Io però ho l’impressione che lo ripetano anche per accontentarci: i giocatori si riempiono la bocca di umiltà perché è proprio quello che vogliamo sentirci dire. Perché, di converso, la mancanza di umiltà è ciò che meno perdoniamo a un calciatore. Quello che non sopportavamo di Balotelli era soprattutto quella che consideravamo la sua “sbruffonaggine”, un’eccessiva sicurezza di sé che poi gli è tornata indietro sotto forma di declino calcistico e depressione umana. Come agli antichi peccatori di Hybris.

 

La narrazione dell’umiltà, insomma, ci piace perché annulla le distanze fra noi e questa specie di divinità pagane, ce le fa somigliare all’amico che giocava con noi al campetto e che ce l’ha fatta, pur rimanendo sempre quello con cui dividevamo le goleador in parrocchia. L’amore per certi giocatori nasce soprattutto da questo tipo di narrazione. Pensiamo a Belotti, che a differenza di Balotelli ha conservato un’aria da “cocco di mamma” e ci permette di immedesimarci perfettamente col suo successo. Balotelli se ne gira a torso nudo, fumando narghilè sopra dei suv scoperchiati; Belotti alla cena del suo compleanno non ha neanche offerto la cena e il suo allenatore ha dovuto costringerlo.

 

Un paio di anni fa Walter Veltroni ha intervistato Roberto Baggio: due personaggi che incarnano in maniera forte, sebbene diversa, i buoni sentimenti nazionalpopolari. Durante 

 il concetto di umiltà ricorre 6 volte. Quando Baggio deve dire quale valore trasmetterebbe ai propri figli non ha dubbi: «L’umiltà.
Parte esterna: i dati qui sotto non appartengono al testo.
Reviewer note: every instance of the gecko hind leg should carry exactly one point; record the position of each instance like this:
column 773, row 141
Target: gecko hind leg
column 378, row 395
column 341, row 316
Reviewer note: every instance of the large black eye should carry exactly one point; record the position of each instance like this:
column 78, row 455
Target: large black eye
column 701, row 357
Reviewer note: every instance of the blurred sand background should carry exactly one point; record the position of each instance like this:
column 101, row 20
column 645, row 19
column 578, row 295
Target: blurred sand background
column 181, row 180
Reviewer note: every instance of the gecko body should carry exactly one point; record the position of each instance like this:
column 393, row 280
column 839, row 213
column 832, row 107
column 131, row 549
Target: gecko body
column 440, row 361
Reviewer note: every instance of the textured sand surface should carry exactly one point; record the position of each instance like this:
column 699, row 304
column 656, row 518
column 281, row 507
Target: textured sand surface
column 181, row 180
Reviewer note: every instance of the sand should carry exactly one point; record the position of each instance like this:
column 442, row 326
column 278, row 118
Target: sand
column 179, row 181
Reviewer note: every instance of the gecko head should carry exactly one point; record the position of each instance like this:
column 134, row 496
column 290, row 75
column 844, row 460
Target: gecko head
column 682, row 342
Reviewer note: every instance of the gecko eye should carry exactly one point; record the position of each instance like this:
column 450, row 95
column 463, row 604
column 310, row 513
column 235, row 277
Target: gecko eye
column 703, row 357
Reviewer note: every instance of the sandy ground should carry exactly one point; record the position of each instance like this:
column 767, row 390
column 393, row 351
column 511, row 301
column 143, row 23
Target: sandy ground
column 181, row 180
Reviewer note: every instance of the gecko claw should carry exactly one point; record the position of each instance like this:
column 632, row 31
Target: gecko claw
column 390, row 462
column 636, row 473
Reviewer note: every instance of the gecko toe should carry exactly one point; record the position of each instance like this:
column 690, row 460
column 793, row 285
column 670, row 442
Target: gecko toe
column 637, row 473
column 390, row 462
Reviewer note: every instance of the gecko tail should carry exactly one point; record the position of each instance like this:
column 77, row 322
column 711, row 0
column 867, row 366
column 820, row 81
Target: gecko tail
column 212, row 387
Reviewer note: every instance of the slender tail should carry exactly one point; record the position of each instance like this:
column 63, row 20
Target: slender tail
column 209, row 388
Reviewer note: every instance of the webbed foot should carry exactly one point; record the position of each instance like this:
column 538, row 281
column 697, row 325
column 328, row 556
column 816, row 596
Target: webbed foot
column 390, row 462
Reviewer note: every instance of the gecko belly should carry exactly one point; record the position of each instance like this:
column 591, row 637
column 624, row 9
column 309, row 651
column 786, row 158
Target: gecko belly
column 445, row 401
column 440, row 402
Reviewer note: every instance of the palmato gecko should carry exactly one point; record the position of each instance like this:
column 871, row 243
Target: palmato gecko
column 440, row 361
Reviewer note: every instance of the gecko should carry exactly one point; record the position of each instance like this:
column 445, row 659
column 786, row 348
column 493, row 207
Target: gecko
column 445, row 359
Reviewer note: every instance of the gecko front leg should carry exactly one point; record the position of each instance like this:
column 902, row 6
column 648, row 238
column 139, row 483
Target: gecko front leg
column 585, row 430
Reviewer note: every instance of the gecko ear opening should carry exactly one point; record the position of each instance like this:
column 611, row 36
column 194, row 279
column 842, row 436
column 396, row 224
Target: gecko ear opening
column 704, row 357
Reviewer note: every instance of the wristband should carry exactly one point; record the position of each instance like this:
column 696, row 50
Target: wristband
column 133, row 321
Se sei umile, non hai paura di imparare. Io nella mia vita ho ricominciato mille volte da zero. Ho fatto un eterno gioco dell’oca. Arrivavo alla casella finale e poi, per un incidente, dovevo ripartire da capo. Ma se sei umile non hai mai problemi ad affrontare sfide. Gli arroganti hanno paura del futuro. Gli umili lo cercano. Se vuoi essere qualcuno, nella vita, devi essere umile».

 

Dall’altra parte però i calciatori non possono fare altrimenti. Nel loro dichiararsi umili c’è, di fondo, l’accettazione della futilità e della mutevolezza delle cose. La consapevolezza che nel calcio tutto cambia molto velocemente. Per mostrare più sicurezza di sé bisogna aver raggiunto uno status così indiscutibile da non poter più temere nulla, che è il caso di Zlatan Ibrahimovic. La non umiltà dello svedese, il suo mettere le distanze tra lui e noi, è arrivato al punto in cui si definisce direttamente non-umano: «Sono un leone, non un uomo». Il successo della narrativa di Ibrahimovic passa proprio dal ribaltamento di questa retorica dell’umiltà; ma è allo stesso tempo il motivo che lo ha reso un personaggio divisivo, specie a inizio carriera, quando ancora doveva raggiungere questa condizione da venerato maestro.

 

Non so se a te dà fastidio sentire i calciatori riempiersi la bocca di umiltà, in fondo è questione di gusti. Preferiamo gli eroi nazional-popolari, i ragazzi della porta accanto, oppure superuomini che sembrano non condividere niente con noi? A me sembra che la narrativa dominante sia la prima, e per questo i calciatori non possono smettere di dichiararsi umili, dimessi, modesti. Non possono davvero fare altrimenti.